House debates

Wednesday, 8 February 2023

Bills

Export Control Amendment (Streamlining Administrative Processes) Bill 2022; Second Reading

11:40 am

Photo of James StevensJames Stevens (Sturt, Liberal Party) Share this | Hansard source

I rise to speak in support of the second reading of the Export Control Amendment (Streamlining Administrative Processes) Bill 2022. I start by making the point that I represent the electorate of Sturt, which is in the city of Adelaide. If you look at a map of my electorate, you wouldn't think that it was resplendent with agricultural businesses, but in fact, in the proud history of South Australia from European settlement, Adelaide has always been a city that has serviced the agricultural industries that surround it. That's always been the economic genesis of Adelaide as a metropolitan area, until the Playford era of the 1930s and beyond, when we happily diversified into industries, particularly the car industry and other manufacturing sectors. But it is still the case that the primary production industries of agriculture and mining are the two very significant elements of South Australia's economy, and metropolitan Adelaide therefore still is extremely reliant on jobs that come from the agricultural sector and, of course, exports more broadly.

I have some very significant exporting agricultural firms that are headquartered in my electorate of Sturt. Thomas Foods are a good example. They're rebuilding, as we speak, their significant abattoir that was destroyed by fire back in 2017, from memory. That is, of course, in the electorate of Barker, but their corporate functions are in my electorate of Sturt. My metropolitan electorate is also very proudly the home of the Magill estate, Penfolds' original vineyard and winery.

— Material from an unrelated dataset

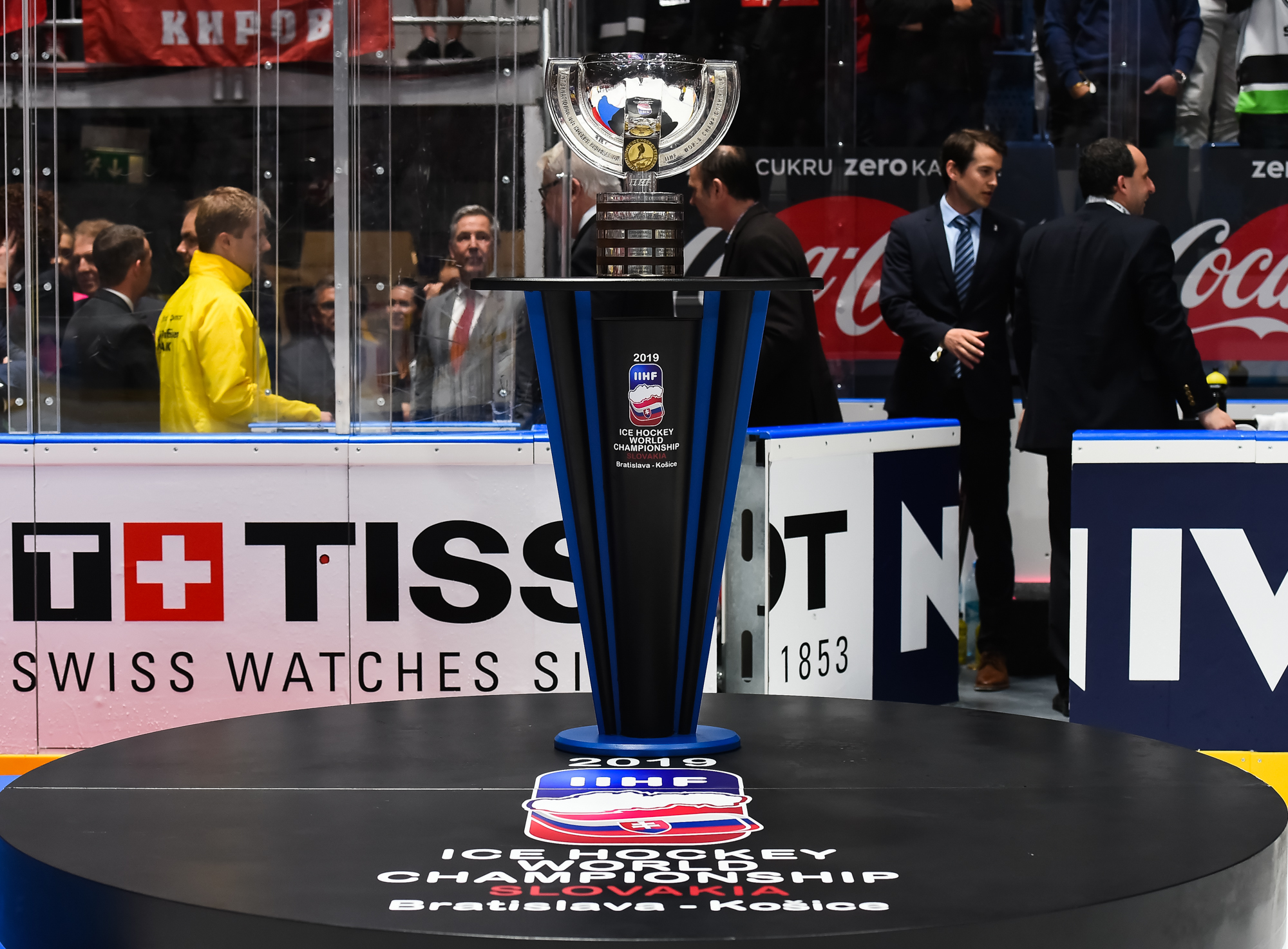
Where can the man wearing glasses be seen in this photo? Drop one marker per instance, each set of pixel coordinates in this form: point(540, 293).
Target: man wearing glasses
point(587, 185)
point(307, 364)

Grange Cottage is on that site and, of course, lends its name to the very famous wine now called Grange—formerly Grange Hermitage—which is, I think, fairly uncontroversially considered the greatest wine produced at least in Australia—but, we might even claim, further afield still.

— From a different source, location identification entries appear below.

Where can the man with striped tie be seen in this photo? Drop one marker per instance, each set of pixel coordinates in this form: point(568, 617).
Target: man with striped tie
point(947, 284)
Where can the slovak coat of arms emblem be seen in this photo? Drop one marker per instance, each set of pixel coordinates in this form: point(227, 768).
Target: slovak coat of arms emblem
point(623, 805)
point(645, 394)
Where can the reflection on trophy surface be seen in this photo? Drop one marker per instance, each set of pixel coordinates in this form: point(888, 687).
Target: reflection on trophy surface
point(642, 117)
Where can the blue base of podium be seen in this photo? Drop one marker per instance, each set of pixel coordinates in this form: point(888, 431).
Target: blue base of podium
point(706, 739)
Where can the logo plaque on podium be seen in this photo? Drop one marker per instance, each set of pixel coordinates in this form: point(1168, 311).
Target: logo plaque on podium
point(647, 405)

So export, particularly agricultural export, is very important to my electorate. I also spent almost 10 years in the wool industry working for a business called Michell, a very significant South Australian early-stage fibre-processing business for Australian wool. It was established in 1870 and is still owned by the Michell family—the sixth generation of the family involved in the business and the fifth generation owning and running the business. In my time there, the division that I ran was 100 per cent involved in export. Everything that we produced went overseas in some way, shape or form through the supply chain, so I had a lot of experience with the interesting challenges and idiosyncrasies of dealing with exporting to many, many different countries and the way in which rules and regulations can be complicated and can change depending on who you're dealing with and when.

This bill, as indicated in the second reading speech from the minister and also the contribution from our shadow minister, is being supported, I think, unanimously. I wasn't certain whether the member for Kennedy was speaking for or against the bill, but I feel like he's not going to divide on it, so I'm certain it's going to pass the Chamber and the parliament, and I look forward to that. From my electorate's point of view and from my experience in the wool industry, I'm very keen to see us do everything we can to support our export industries, particularly in the agricultural sector, and to have better flow of information between government departments where that can be improved compared to some of the restrictions that are in place right now. It's vitally important for our country. We've obviously had the ABS statistics—just in the last couple of days, I think—confirming another record monthly trade surplus: over $12 billion. I think last year in one of the months we hit $16 billion, which is absolutely phenomenal.